US 12,333,392 B2
Data de-identification using semantic equivalence for machine learning
Gandhi Sivakumar, Bentleigh (AU); Lynn Kwok, Bundoora (AU); Kushal S. Patel, Pune (IN); and Sarvesh S. Patel, Pune (IN)
Assigned to International Business Machines Corporation, Armonk, NY (US)
Filed by International Business Machines Corporation, Armonk, NY (US)
Filed on May 12, 2021, as Appl. No. 17/318,022.
Prior Publication US 2022/0366294 A1, Nov. 17, 2022
Int. Cl. G06F 3/0482 (2013.01); G06F 16/23 (2019.01); G06F 40/30 (2020.01); G06N 20/00 (2019.01)

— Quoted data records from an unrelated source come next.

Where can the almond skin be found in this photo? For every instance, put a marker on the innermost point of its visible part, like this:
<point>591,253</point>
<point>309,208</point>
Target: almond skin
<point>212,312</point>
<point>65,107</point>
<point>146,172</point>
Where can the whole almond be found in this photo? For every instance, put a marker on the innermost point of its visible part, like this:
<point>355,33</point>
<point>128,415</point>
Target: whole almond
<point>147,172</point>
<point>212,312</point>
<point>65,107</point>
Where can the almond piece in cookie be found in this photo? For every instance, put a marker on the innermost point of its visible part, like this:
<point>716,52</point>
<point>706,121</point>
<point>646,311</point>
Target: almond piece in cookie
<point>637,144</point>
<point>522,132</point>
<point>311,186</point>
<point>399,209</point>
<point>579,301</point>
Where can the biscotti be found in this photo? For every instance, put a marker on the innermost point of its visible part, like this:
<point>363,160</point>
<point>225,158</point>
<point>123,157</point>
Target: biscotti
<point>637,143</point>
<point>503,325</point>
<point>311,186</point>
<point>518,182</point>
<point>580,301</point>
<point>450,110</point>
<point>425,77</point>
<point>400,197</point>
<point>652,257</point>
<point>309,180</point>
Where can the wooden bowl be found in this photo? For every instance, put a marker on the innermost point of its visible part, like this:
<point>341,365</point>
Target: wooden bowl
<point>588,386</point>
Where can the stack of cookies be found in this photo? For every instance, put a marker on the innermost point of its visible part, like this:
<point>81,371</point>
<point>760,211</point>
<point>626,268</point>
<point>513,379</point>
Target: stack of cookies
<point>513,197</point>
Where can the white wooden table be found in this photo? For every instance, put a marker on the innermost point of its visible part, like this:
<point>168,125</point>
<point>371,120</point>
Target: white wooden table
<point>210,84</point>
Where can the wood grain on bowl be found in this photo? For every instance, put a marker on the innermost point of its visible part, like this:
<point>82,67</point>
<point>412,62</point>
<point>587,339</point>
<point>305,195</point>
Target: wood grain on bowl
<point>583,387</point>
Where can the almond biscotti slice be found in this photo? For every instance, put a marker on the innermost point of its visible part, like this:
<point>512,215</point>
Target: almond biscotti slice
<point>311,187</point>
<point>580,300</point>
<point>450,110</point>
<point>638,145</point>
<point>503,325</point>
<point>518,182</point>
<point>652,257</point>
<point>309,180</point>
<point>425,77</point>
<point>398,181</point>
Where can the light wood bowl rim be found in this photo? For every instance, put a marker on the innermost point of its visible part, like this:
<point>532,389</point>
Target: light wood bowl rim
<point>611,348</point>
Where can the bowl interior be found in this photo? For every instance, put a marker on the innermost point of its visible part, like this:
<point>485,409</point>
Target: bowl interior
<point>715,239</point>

CPC G06N 20/00 (2019.01) [G06F 16/2379 (2019.01); G06F 40/30 (2020.01)] 20 Claims
OG exemplary drawing
 
1. A computer-implemented method comprising:
detecting a set of personal information data corresponding to a set of users in a set of training data;
transforming the set of training data into a set of semantically equivalent training data by replacing the set of personal information data with a set of semantic equivalent data, wherein the set of semantic equivalent data contains de-identified data with dimension retention;
training a machine learning model using the set of semantically equivalent training data, comprising:
loading metadata mapper objects into an object cache;
loading a user identity and associated access permissions into the metadata mapper objects; and
responsive to a polled thread receiving a response, requesting access to the semantically equivalent training data based on the cached metadata mapper objects; and
responsive to a runtime query from a client device, transforming personal information within the runtime query into semantic equivalencies, wherein the personal information is replaced with a semantic proximate associated with the set of semantic equivalent data and transmitted to the trained machine learning model.